PERSONA
Por Eduardo Gregori
editor@espacogls.com
Elvio Armento
Elvio Armento é um italiano de coração campineiro.
Seguindo o irmão, que veio para a região com a missão
de abrir caminho para a família da Itália, e de olho em
uma bela moça, que conheceu por meio de fotografias, o então
costureiro chegou ao Brasil nos anos 60 e foi morar em Amparo (SP).
Natural da província de Cosenza, região da Calábria,
Elvio trocou a tesoura que corta tecido pela que transforma os cabelos.
Conhecido e querido da comunidade GLS campineira, atende a drags e travestis
com todo respeito e carinho.
Em São Paulo,
conseguiu o primeiro emprego e lá aprendeu também a arte
de trançar cabelos para transformá-los em perucas. A mãe,
nascida em Minas Gerais e moradora de Campinas, o motivou a se fixar
na cidade e aqui formar família, fazer amigos e se tornar um
dos maiores especialistas em perucas no Brasil. Há mais de quarenta
anos na cidade, sente-se um verdadeiro cidadão campineiro. A
loja de perucas e o salão de beleza que mantém no Centro
fazem parte da paisagem e da tradição da cidade.
O senhor
começou a carreira como costureiro. Por que não continuou
na profissão?
Elvio Armento - Porque no Brasil o costureiro não ganha dinheiro.
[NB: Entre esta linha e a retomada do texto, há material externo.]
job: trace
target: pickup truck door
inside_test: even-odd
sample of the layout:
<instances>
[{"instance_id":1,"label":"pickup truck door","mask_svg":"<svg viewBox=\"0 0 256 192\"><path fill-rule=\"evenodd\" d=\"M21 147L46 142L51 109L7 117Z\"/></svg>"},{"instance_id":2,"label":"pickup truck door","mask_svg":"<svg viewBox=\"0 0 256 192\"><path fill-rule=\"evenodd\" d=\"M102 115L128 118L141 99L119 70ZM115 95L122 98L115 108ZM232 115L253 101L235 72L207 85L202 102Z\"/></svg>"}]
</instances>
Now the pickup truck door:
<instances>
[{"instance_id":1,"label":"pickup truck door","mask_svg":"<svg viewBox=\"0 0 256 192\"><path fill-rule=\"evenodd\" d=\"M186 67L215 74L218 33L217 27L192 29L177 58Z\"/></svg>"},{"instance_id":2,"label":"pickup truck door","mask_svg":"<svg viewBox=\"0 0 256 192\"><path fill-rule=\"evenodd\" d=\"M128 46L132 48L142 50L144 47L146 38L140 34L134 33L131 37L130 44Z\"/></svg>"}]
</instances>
O País é muito quente e as pessoas se vestem mais à
vontade.
Como mudou
de profissão?
Fui passar férias no Rio de Janeiro, na casa de um amigo
italiano. Ele também era costureiro e desistiu da carreira para
se tornar cabeleireiro. Acabei seguindo os conselhos dele e fui aprender
a cortar cabelos.
E como foi
o começo na nova profissão?
Foi ótimo. Nessa época, fui morar em São Paulo,
onde consegui emprego como assistente no melhor salão da cidade.
Lavei cabelos de famosos, como a atriz Eva Wilma. Foi uma escola muito
importante para mim, pois aprendi muita coisa.
Como surgiu
a peruca na sua vida?
Ainda em São Paulo, conheci um cabeleireiro alemão
que trabalhava com perucas. Interessei-me pelo assunto e comecei a estudar
com ele. Trabalhava durante o dia no salão e à noite estudava
as técnicas de fazer perucas. A minha primeira máquina
de perucas fiz ainda em 1961 com o encosto de uma cadeira da minha mãe.
Meu pai brigou comigo por ter quebrado o móvel, mas eu não
tinha como comprar uma máquina. De lá para cá,
não parei mais de trabalhar com perucas.
Como foi
sua vinda a Campinas?
Minha mãe é mineira e morou em Campinas por 10 anos,
quando ainda era menina. Ela mudou para a Itália e lá
se casou. Sempre quis voltar para o Brasil e quando a família
veio, ficou aqui. Vim também para a cidade por causa dela. Apaixonei-me
por Campinas. Esta cidade para mim é tudo.
Em Campinas
o senhor já começou como cabeleireiro?
Sim. Trabalhei em vários salões. Fui cabeleireiro
de gente importante na cidade e que freqüentava os salões
mais tradicionais. Com o tempo, consegui abrir meus próprios
espaços. Tive seis deles. Hoje, divido um com a loja de perucas.
Fica em um prédio que, graças a Deus, é meu.
O senhor
ainda atende clientes no salão?
Sim. O salão é um grande orgulho para mim. Tenho uma
funcionária que está comigo há 21 anos.
Além
de peruca o senhor também é um especialista em alongamentos...
Sim. Desenvolvi uma técnica exclusiva de alongamento que
só é feita em meu salão.
As mulheres
ainda usam muito perucas?
Não mais. A mulher usa peruca para festas e casamentos, não
mais no dia-a-dia. Quem procura peruca para uso cotidiano é,
em geral, quem está em tratamento para algum tipo de doença
que enfraquece ou faz cair os cabelos.
Como o senhor
atende a este público?
Tento fazer uma peruca bem parecida com o cabelo original. O ideal
é colher os cabelos antes que caiam. Fica bem natural.
E o homem
usa peruca?
Os mais jovens só usam em festas. Os maduros, quando não
aceitam a calvície. Eles preferem as perucas inteiras que cobrem
toda a calvície àquela que cobre parte da cabeça.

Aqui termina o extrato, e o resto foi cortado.